Bu ülkede yaşayan milyonlarca öğrencinin derdini kendime dert edinerek yazacağım. Kelamım ile anne babaların, öğretmenlerin, öğrencilerin sözü olacak, kalemim ile ise doğru bildiklerimi sonuna kadar haykıracağım. Yeri gelecek uykusuz yeri gelecek aç susuz kalacak ama eğitime dair söyleyeceklerimi söylemekten asla imtina etmeyeceğim. Tıpkı daha önce ki 5 yıllık Milat yazarlık geçmişimde olduğu gibi… Yazdığım bazı yazıların hangi yetkili yöneticileri düşündürdüğünü, neleri gündemlerine aldıklarını, yazılarım nedeni ile ne gibi çalışmalar yaptıklarını ülkemiz eğitim sistemine ne gibi katkılar sunduğunu bana yapılan dönütlerden ötürü yakinen biliyor ama burada dile getirmeyi etik bulmuyorum.

Kabul etmeliyiz ki bugün ülkemizde meydana gelen her ‘sorun’ bir eğitim sorunudur. İyi eğitilmemiş bir ailenin, iyi yetiştirilmemiş bir meslek erbabının, ahlakı yeterince sindirememiş bir toplumun nasıl dejenere olduğunu, nasıl ahlakî çöküş yaşadığını onlarca hatta yüzlerce örneği ile her gün karşı karşıyayız. Medyada, basında her gün karşılaştığımız onlarca, yüzlerce olumsuz örneğin kökenine indiğinizde orada bir eğitim sorunu olduğunu görürsünüz. Gerek ahlakî gerek ailevî gerek ise ruhsal bakımdan iyi eğitilmemiş kişi ve grupların camilerimize, dini değerlerimize, aile kökenlerimize, toplumsal değerlerimize nasıl saldırdıklarını hepimiz biliyoruz. Çözümün iyi eğitilmelerinden geçtiğine de inanıyoruz. İyi eğitilmiş bir bireyin topluma zarar verecek hiçbir şey gerçekleştirmeyeceği inancını taşıyoruz.
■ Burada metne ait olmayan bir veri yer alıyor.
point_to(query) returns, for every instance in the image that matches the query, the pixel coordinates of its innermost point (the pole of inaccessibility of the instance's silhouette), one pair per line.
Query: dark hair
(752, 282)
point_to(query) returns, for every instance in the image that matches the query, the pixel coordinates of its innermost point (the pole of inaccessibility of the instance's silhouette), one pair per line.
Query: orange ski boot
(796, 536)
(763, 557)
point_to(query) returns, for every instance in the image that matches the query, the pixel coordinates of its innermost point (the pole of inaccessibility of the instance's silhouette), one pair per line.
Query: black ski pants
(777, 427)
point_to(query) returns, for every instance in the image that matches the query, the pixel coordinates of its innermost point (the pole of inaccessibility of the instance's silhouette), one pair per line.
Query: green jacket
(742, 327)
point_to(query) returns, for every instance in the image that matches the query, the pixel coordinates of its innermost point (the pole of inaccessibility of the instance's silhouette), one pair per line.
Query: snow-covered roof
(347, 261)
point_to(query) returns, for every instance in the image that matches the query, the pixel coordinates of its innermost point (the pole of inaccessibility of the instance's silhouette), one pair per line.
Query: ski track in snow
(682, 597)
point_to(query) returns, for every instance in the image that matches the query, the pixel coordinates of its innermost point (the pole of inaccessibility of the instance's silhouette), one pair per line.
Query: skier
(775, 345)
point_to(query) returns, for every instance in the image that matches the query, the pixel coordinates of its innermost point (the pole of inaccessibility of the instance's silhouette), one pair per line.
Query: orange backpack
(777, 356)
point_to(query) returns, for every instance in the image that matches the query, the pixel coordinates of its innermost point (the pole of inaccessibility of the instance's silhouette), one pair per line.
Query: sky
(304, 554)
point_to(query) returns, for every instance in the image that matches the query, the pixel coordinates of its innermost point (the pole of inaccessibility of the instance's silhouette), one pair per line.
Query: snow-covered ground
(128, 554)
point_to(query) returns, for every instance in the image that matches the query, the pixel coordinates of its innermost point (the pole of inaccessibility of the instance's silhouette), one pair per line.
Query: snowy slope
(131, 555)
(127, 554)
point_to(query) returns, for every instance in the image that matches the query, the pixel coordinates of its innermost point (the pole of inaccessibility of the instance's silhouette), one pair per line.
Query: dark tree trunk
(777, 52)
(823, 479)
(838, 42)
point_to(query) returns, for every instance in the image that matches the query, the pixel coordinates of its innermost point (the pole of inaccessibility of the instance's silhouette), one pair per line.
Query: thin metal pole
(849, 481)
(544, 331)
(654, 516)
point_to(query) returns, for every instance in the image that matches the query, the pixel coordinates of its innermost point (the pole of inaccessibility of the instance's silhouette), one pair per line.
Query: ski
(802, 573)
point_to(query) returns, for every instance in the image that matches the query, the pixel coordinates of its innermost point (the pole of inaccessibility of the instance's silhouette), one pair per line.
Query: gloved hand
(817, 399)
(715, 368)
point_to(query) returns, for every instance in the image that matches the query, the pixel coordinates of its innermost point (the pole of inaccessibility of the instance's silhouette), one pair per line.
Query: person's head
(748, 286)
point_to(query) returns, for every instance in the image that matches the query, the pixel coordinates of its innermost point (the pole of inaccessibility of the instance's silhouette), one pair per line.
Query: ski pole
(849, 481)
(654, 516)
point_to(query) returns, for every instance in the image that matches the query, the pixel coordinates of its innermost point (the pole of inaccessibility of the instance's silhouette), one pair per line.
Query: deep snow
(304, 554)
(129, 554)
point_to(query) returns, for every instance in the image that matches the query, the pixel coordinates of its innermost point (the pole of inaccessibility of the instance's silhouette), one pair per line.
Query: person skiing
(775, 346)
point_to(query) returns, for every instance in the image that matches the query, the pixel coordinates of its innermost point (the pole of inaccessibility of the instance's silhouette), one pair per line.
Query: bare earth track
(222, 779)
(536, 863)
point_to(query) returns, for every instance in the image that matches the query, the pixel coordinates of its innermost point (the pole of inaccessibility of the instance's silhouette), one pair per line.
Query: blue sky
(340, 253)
Vicdanı bir polis, aklı bir mahkeme, yüreği bir yargıç olur ve kendine, ailesine, topluma, dini ve sosyal değerlerimize zarar vermesinin önüne geçer iyi eğitilmiş bireylerde.

Eğitimi sadece okula indirgemek, öğretimi sadece öğretmenlerin omuzuna bir yük olarak bırakmak büyük yanılgı. Toplumu eğitmek ve öğretmen sadece öğretmenlerin değil hepimizin sorunudur ve sorumluluğudur. Önce kendimizden sonra en yakınımızdaki kardeşlerimizden, anne babalarımızdan başlayarak komşularımızı, iş arkadaşlarımızı, temas kurduğumuz toplumun diğer fertlerini duruşumuzla, ahlakımızla, fikirlerimizle, vicdanımızla etkilemeli, onlara “doğru insan doğru toplum” olma ruhunu kazandırmaya çalışmalıyız.

“Lütfen ben bu toplumda sadece bir bireyim ve elimden ne gelebilir ki?” diye düşünmeden eğitimi kendimize dert edinip geceli gündüzlü çalışalım. Bir mıh bir nalı bir nal bir atı bir at bir komutanı bir komutan bir vatanı kurtarabilir sözünü asla unutmayalım. Belki biz kendimizi değiştirerek bu ülkenin eğitim sistemini dünyaya rol model olacak bir hale gelmesini sağlayabilir ve bu ülkenin çocuklarının yarınlarını kurtarabiliriz. Önce kendimize inanalım ve önce değişime kendimizden başlayalım.

Ben bu inanca sahibim ve bu değişime varım. Ya siz?